The Girl I Used to Be by April Henry

Imagine if your father killed your mother. It'd shape you and affect you all your life. Now imagine his name is cleared fourteen years later. How would you feel?

Olivia is facing exactly that. When she was just three, she was found abandoned in a Wal-Mart three hours away from the very place her family was reported missing. Three weeks later, her mother's body was found wrapped in a tarp. She was stabbed nineteen times. Olivia's father's truck was left in an airport parking lot, leaving authorities to guess he'd killed his wife and left his daughter before running for good. 

But a woman walking her dog near the original crime scene stumbles across Olivia's dad's remains. Now everything Olivia ever thought she knew about her family has changed. Her father is no longer a killer but a victim himself. And Olivia is willing to do whatever it takes now to find the real killer. 
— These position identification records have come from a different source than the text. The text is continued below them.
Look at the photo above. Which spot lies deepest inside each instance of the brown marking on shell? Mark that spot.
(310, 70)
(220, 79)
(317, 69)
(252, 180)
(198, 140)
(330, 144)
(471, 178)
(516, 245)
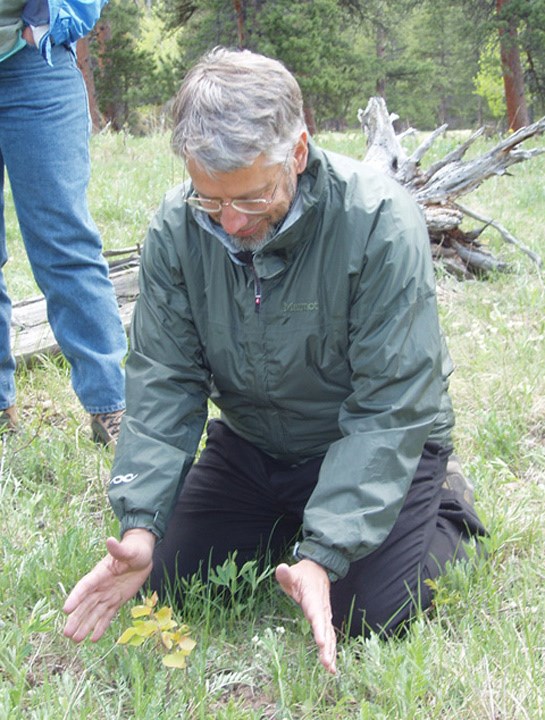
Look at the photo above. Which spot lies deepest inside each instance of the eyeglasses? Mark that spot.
(259, 206)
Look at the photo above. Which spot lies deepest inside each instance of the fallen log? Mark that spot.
(31, 334)
(438, 188)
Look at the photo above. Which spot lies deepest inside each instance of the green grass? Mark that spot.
(480, 656)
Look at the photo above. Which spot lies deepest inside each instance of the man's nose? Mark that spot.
(232, 220)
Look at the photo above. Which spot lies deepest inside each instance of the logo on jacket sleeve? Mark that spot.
(119, 479)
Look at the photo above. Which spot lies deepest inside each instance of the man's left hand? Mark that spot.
(307, 583)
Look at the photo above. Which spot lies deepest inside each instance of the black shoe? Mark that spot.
(105, 427)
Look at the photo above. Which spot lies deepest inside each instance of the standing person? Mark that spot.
(294, 287)
(44, 146)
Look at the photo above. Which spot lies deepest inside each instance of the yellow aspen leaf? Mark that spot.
(137, 640)
(166, 639)
(164, 613)
(175, 660)
(145, 628)
(140, 611)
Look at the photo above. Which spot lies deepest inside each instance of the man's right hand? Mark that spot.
(115, 579)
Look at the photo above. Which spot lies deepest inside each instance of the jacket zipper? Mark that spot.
(257, 290)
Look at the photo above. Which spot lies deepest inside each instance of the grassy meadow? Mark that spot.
(479, 656)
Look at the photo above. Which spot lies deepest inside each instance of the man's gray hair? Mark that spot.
(234, 106)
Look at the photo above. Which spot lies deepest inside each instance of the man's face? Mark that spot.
(279, 182)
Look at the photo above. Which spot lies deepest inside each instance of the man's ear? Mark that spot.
(300, 152)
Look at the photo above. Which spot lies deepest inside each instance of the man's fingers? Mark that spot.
(312, 594)
(285, 580)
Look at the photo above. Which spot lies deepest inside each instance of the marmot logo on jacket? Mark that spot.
(118, 479)
(300, 307)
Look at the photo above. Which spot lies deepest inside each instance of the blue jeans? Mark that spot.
(44, 145)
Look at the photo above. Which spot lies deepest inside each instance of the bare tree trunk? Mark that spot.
(84, 62)
(380, 85)
(239, 10)
(513, 79)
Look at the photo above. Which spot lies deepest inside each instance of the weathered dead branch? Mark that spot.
(437, 188)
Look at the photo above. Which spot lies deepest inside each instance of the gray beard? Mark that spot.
(251, 244)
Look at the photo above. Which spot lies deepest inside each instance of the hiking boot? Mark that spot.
(105, 427)
(8, 420)
(456, 481)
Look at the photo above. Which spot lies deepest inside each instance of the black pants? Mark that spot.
(237, 498)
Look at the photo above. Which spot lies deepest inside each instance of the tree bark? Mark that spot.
(84, 62)
(239, 11)
(513, 76)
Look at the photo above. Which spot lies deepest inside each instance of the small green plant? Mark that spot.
(159, 624)
(240, 582)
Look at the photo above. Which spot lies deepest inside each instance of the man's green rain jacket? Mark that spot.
(328, 345)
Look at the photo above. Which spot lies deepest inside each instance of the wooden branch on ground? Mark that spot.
(437, 188)
(31, 335)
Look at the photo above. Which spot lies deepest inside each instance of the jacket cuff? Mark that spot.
(143, 520)
(333, 561)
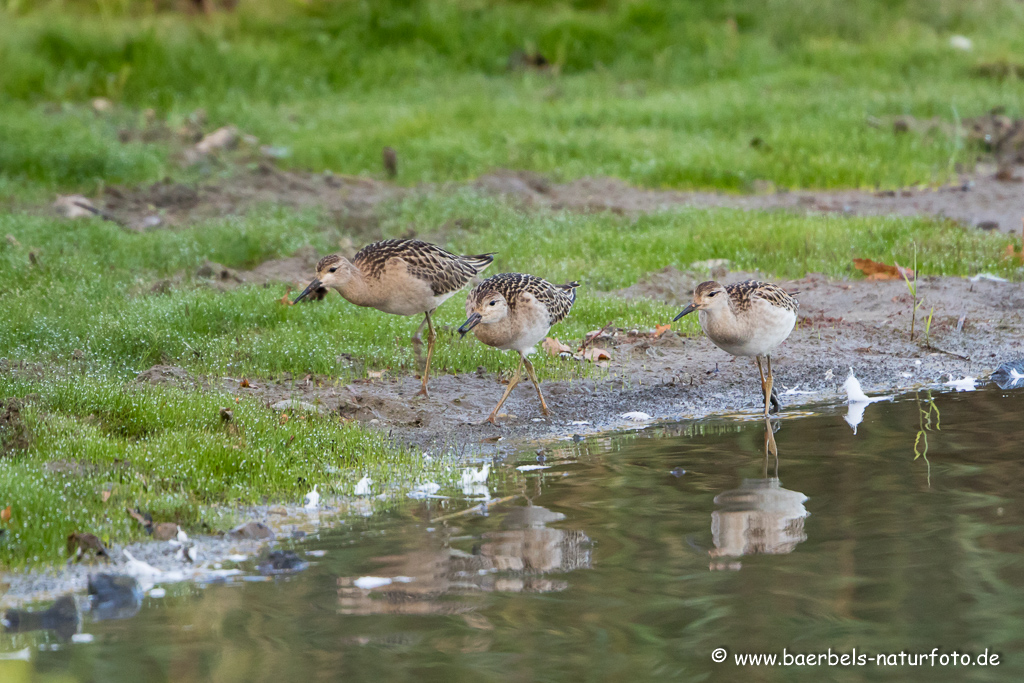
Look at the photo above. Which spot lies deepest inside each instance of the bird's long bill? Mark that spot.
(471, 323)
(313, 286)
(689, 309)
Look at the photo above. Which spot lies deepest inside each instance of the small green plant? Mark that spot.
(928, 327)
(927, 411)
(912, 289)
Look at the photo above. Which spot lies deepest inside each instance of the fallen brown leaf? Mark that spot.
(876, 270)
(554, 347)
(144, 520)
(222, 138)
(1013, 253)
(165, 530)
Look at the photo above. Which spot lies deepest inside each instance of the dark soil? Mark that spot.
(979, 200)
(14, 434)
(349, 201)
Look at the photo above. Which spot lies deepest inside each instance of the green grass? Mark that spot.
(91, 288)
(656, 92)
(169, 453)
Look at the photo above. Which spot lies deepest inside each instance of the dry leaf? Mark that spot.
(222, 138)
(876, 270)
(554, 347)
(144, 520)
(1013, 253)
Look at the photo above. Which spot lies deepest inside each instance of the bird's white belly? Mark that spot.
(757, 334)
(532, 332)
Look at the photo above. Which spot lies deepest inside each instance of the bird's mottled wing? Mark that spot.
(443, 270)
(557, 299)
(742, 295)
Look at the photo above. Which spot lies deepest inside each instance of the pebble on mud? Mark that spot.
(254, 530)
(282, 561)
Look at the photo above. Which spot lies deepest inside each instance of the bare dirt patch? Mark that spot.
(14, 434)
(860, 324)
(349, 201)
(978, 200)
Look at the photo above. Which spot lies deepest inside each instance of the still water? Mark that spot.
(634, 557)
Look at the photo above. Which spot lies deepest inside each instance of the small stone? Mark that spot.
(165, 530)
(254, 530)
(293, 404)
(282, 561)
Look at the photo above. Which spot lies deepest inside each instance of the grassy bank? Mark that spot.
(82, 318)
(695, 94)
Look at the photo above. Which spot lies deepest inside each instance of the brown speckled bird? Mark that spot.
(747, 318)
(512, 310)
(399, 276)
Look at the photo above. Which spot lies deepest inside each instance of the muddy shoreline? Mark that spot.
(858, 325)
(843, 325)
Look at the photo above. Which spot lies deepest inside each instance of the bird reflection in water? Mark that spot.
(517, 557)
(760, 517)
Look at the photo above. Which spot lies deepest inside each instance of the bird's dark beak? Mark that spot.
(313, 286)
(689, 309)
(473, 321)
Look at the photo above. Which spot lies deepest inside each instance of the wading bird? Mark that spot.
(399, 276)
(514, 311)
(747, 318)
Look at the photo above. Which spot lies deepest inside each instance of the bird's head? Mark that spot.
(485, 307)
(707, 296)
(333, 271)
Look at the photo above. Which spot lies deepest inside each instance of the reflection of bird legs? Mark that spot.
(512, 382)
(770, 446)
(417, 340)
(772, 403)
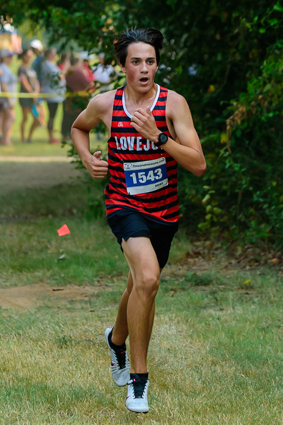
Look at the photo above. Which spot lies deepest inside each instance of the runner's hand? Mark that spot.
(143, 121)
(96, 166)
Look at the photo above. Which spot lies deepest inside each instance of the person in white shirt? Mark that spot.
(9, 85)
(53, 82)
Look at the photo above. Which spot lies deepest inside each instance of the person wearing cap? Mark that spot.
(8, 85)
(53, 82)
(37, 48)
(29, 84)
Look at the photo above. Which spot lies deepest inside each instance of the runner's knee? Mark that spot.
(147, 285)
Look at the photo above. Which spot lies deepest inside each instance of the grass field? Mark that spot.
(217, 345)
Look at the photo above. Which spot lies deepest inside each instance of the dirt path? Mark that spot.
(27, 297)
(30, 174)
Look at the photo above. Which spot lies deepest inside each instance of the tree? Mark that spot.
(226, 59)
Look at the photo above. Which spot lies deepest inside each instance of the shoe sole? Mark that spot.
(106, 337)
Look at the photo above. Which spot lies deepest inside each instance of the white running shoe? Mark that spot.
(120, 364)
(137, 396)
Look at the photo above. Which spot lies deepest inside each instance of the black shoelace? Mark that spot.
(121, 357)
(139, 388)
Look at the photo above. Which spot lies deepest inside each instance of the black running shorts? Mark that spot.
(127, 224)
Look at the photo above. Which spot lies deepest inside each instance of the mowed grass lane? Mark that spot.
(216, 350)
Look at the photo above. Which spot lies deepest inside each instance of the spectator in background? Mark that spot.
(103, 73)
(1, 105)
(86, 64)
(8, 84)
(29, 84)
(77, 80)
(53, 82)
(37, 48)
(65, 57)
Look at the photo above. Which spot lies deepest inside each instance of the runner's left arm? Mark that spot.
(188, 152)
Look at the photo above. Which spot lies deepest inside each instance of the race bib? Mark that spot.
(145, 176)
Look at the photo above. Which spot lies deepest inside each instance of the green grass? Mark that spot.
(216, 351)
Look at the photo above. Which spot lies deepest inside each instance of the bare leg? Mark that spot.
(41, 112)
(33, 127)
(120, 331)
(145, 273)
(25, 110)
(8, 119)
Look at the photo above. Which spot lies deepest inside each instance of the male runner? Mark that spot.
(150, 131)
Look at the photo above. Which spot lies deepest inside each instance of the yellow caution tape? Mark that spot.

Once upon a time, readers, April Henry penned a fantabulous mystery series featuring a character named Claire Montrose: Circles of Confusion (1999), Square in the Face (2000), Heart-Shaped Box (2001), and Buried Diamonds (2003). I loved this series. Loved it! And it's one I've never forgotten (considering each featured vanity plate puzzlers, every vanity plate I see IRL reminds me of Claire). She also released a stand alone in the Claire Montrose gap year - Learning to Fly - which was equally fantastic. 

Anywho, after coauthoring two series with Lis Weihl (which I somehow missed), Henry eased into the teen mystery scene with Shock Point in 2006 and has continued in that vein ever since. Even though I've known about Henry's teen titles for quite some time, The Girl I Used to Be is the first of them that I've read (though Learning to Fly does feature a teen protagonist it was still marketed as adult). And I'm so happy to have gotten back into her work!
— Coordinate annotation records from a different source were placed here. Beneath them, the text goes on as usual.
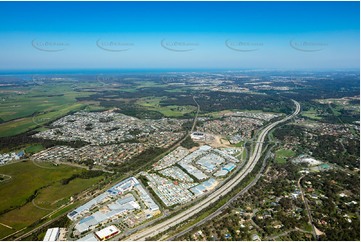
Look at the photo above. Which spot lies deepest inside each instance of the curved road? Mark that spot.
(226, 188)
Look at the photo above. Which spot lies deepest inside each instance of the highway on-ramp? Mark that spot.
(222, 191)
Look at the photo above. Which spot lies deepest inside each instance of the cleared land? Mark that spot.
(152, 103)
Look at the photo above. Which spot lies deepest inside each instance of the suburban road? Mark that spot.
(226, 188)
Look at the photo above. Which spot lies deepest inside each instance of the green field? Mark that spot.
(23, 108)
(22, 125)
(283, 154)
(312, 114)
(28, 177)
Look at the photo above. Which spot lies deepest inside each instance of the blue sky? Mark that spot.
(219, 35)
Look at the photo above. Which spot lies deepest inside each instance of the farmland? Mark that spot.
(41, 192)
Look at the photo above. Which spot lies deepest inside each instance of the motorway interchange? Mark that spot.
(225, 189)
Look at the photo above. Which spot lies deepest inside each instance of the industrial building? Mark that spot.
(107, 233)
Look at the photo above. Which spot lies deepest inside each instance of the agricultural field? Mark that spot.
(153, 104)
(42, 191)
(283, 154)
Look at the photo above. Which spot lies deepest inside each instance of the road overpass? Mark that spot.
(222, 191)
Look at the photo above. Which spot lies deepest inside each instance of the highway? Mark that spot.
(213, 197)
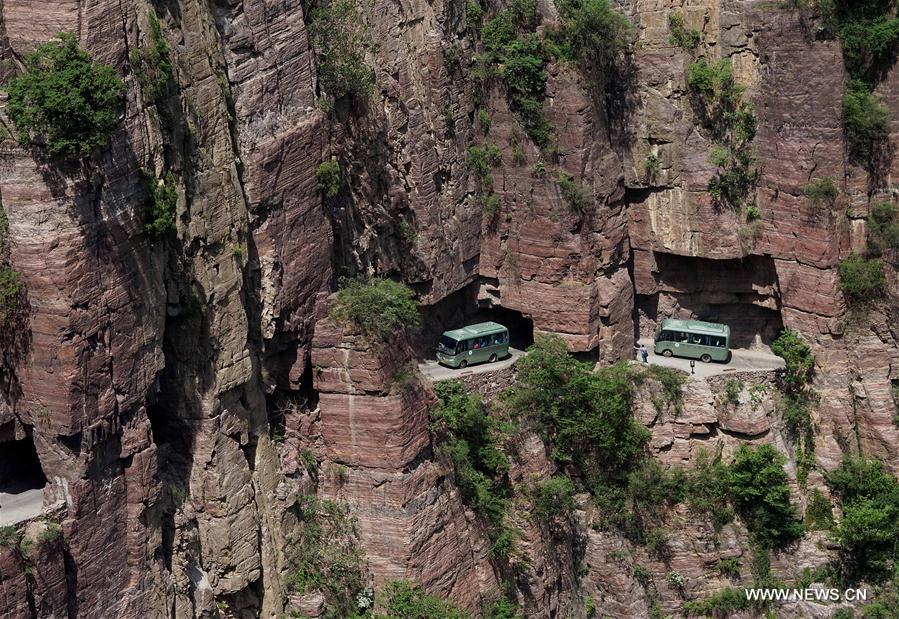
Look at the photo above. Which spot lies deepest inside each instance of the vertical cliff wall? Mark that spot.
(147, 371)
I recall very little of the Claire Montrose books except how much I enjoyed them and I can definitely say that The Girl I Used to Be hit the mark as far as enjoyment is concerned! It's also a great mystery with a heroine I loved spending the afternoon with. (This was a one-sitting read!)
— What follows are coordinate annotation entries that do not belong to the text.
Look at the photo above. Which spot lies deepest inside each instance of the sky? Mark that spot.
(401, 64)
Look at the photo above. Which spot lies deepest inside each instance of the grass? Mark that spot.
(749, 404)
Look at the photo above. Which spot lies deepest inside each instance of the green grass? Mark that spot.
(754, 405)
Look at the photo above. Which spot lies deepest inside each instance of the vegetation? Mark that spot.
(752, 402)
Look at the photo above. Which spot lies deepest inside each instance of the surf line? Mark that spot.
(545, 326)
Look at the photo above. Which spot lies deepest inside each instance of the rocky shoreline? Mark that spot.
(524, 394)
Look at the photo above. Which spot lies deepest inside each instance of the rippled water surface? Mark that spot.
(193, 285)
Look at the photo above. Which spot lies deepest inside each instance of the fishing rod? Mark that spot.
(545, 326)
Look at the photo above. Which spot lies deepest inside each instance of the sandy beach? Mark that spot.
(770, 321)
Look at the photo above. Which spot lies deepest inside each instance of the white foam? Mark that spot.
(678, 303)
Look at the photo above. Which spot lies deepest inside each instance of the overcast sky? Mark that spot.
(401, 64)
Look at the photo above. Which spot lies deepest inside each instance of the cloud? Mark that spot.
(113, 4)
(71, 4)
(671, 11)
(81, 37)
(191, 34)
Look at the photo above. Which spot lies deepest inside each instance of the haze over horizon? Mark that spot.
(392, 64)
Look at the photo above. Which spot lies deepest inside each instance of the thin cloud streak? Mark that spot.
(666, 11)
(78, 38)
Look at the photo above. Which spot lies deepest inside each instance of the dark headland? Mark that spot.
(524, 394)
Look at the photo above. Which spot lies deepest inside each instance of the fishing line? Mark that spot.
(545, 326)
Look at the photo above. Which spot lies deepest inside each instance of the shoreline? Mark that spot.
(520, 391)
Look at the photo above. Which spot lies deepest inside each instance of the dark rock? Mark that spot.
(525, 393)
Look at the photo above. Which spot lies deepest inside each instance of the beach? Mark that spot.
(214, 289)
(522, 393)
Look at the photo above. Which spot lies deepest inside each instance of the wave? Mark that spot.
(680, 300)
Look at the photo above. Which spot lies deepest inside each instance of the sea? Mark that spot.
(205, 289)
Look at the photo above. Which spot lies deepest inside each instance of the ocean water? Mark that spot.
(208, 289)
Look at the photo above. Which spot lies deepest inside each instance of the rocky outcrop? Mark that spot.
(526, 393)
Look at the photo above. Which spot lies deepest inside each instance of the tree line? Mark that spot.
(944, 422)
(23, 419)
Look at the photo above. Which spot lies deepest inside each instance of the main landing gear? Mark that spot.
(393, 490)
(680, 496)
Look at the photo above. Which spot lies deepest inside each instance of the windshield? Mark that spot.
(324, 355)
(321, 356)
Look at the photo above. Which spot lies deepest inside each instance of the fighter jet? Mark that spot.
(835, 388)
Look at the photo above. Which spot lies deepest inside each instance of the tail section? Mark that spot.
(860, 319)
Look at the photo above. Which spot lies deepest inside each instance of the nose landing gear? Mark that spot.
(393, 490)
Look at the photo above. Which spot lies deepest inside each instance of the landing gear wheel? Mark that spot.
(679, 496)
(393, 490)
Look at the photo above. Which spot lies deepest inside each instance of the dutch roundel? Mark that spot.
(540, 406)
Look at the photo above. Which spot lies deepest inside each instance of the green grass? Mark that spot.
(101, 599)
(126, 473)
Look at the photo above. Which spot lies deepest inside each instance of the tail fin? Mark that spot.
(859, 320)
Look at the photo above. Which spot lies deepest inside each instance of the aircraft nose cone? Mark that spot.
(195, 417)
Olivia has dug herself out of a sort of bad background. I mean, she grew up under the shadow of her mother's death and with the stain of her father's supposed crime. She spent years in the system too, eventually earning her GED and gaining her independence as an emancipated minor. Which is why at seventeen she's able to move back to her parents' hometown and poke around in an attempt to find the real killer. 

The book could have been longer and I most certainly wouldn't have complained, but honestly I think it was just about the perfect length. Olivia's story plays out quickly and with just the right amount of edge-of-your-seat tension and suspense. It was fun, pure enjoyment in fact!